Znaleźliśmy na mapie Agios Mamas, okazało się, że to mało uczęszczana i rzadko odwiedzana przez turystów wioska na granicy Gór Idy,  oddalona ok. 30 km od Jaskini Idy,  do której ściągały pielgrzymki już w epoce brązu. Według starożytnych mitów w tym miejscu przyszedł na świat Zeus – tak w każdym razie mówi tradycja.  Wyjechaliśmy wczesnym rankiem, ja byłam po nieprzespanej nocy, bo katar, nadmiar wrażeń i mocna kawa trzymały mnie przytomną i w alercie przez wiele godzin.

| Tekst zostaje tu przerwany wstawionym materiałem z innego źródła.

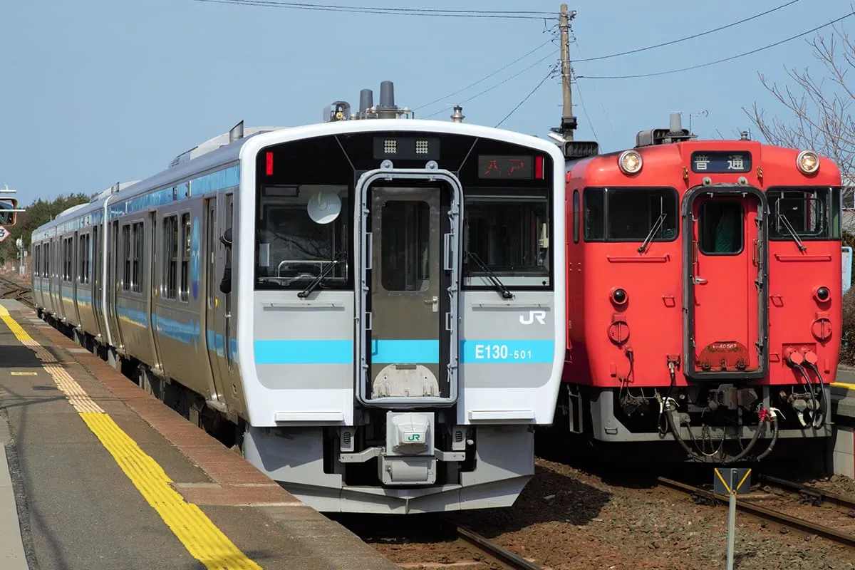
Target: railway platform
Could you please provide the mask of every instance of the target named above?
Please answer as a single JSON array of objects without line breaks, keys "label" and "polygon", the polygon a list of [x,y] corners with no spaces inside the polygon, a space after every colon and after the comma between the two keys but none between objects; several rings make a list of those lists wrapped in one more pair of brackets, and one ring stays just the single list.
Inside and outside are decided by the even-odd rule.
[{"label": "railway platform", "polygon": [[834,435],[831,462],[834,473],[855,479],[855,368],[840,367],[831,385],[831,417]]},{"label": "railway platform", "polygon": [[0,301],[3,570],[392,570],[350,531]]}]

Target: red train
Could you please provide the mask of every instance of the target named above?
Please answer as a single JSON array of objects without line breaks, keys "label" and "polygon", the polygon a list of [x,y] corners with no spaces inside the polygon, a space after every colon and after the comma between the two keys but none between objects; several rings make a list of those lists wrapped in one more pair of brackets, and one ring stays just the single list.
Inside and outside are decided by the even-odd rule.
[{"label": "red train", "polygon": [[632,150],[587,144],[565,144],[568,344],[554,426],[717,464],[828,437],[837,166],[746,137],[697,140],[679,115]]}]

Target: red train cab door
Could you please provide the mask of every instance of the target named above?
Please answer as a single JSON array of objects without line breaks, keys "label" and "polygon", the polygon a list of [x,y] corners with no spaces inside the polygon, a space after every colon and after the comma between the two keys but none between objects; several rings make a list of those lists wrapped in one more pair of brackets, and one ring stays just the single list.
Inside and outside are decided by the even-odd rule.
[{"label": "red train cab door", "polygon": [[684,373],[749,379],[769,368],[768,203],[736,185],[695,188],[682,204]]}]

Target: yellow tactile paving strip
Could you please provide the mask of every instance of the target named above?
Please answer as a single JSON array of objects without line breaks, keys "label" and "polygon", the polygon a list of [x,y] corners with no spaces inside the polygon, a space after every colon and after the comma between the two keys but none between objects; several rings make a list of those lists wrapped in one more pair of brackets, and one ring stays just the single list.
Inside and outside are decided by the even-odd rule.
[{"label": "yellow tactile paving strip", "polygon": [[146,455],[109,414],[0,306],[0,319],[15,338],[36,353],[42,367],[80,414],[89,429],[113,455],[143,497],[151,505],[187,551],[209,570],[262,570],[232,543],[197,505],[185,502],[172,487],[162,467]]}]

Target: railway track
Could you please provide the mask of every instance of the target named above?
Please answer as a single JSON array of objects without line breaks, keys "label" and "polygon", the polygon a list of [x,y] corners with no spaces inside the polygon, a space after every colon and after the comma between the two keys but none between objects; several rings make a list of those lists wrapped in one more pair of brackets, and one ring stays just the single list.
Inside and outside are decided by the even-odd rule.
[{"label": "railway track", "polygon": [[785,479],[773,477],[771,475],[761,475],[758,479],[759,481],[769,484],[764,488],[764,491],[767,492],[771,491],[771,487],[770,485],[774,485],[775,487],[784,491],[798,494],[802,502],[810,503],[815,507],[819,507],[824,502],[829,502],[845,509],[846,511],[846,514],[855,518],[855,497],[844,497],[843,495],[840,495],[838,493],[832,493],[828,491],[823,491],[821,489],[817,489],[816,487],[811,487],[806,485],[802,485],[801,483],[788,481]]},{"label": "railway track", "polygon": [[32,306],[32,291],[30,285],[23,281],[18,281],[9,277],[0,276],[0,297],[4,299],[15,299]]},{"label": "railway track", "polygon": [[[775,478],[772,478],[775,479]],[[767,480],[769,478],[767,478]],[[660,485],[667,486],[670,489],[674,489],[695,497],[699,497],[705,502],[728,502],[728,497],[723,495],[717,495],[712,491],[707,491],[705,489],[701,489],[700,487],[689,485],[687,483],[682,483],[681,481],[675,481],[671,479],[665,477],[657,477],[657,480]],[[778,479],[780,481],[784,481],[784,479]],[[799,485],[800,487],[805,487],[805,485],[799,485],[796,483],[786,482],[791,485]],[[777,485],[777,483],[775,483]],[[805,487],[805,489],[810,490],[815,495],[822,495],[827,497],[833,496],[833,493],[826,493],[825,491],[820,491],[816,489],[811,489]],[[839,497],[839,496],[835,496]],[[840,497],[843,501],[848,501],[845,497]],[[849,502],[849,504],[852,504]],[[759,519],[768,520],[770,522],[775,522],[784,526],[796,529],[798,531],[807,532],[809,534],[816,534],[817,536],[823,537],[829,540],[832,540],[840,544],[844,544],[849,547],[855,548],[855,534],[840,531],[837,528],[829,526],[828,525],[823,525],[814,520],[810,520],[806,518],[794,516],[793,514],[784,513],[778,509],[770,508],[767,507],[762,507],[758,504],[753,504],[751,500],[746,500],[746,498],[740,497],[736,502],[736,508],[741,510],[745,513],[748,513]]]},{"label": "railway track", "polygon": [[490,558],[495,559],[510,570],[543,570],[543,567],[514,554],[496,543],[465,526],[457,526],[455,531],[461,540],[466,541]]},{"label": "railway track", "polygon": [[333,518],[407,570],[546,570],[458,522],[459,517],[428,514],[407,520],[386,515]]}]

Droga wiła się, ale dopóki biegła wzdłuż wybrzeża nie było tak źle, kiedy jednak wjechaliśmy w góry coraz bardziej żałowałam, że dałam się namówić na tę eskapadę. Z nosa mi się lało, gorączka łapała, humor coraz bardziej się pogarszał, ale nie było już sensu wracać. Po drodze w malej wiosce o dźwięcznej nazwie Episkopi natrafiliśmy na ruiny średniowiecznej świątyni z VIII wieku, z ledwo widocznymi wspaniałymi freskami na suficie, miejsce było przepełnione magicznym klimatem i to trochę poprawiło mój nastrój.  Wreszcie dotarliśmy do Agios Mamas, przejechaliśmy senną i pustą ulicą, bo była pora sjesty i zatrzymaliśmy się na małym placu, z którego droga się rozwidlała w dwóch kierunkach.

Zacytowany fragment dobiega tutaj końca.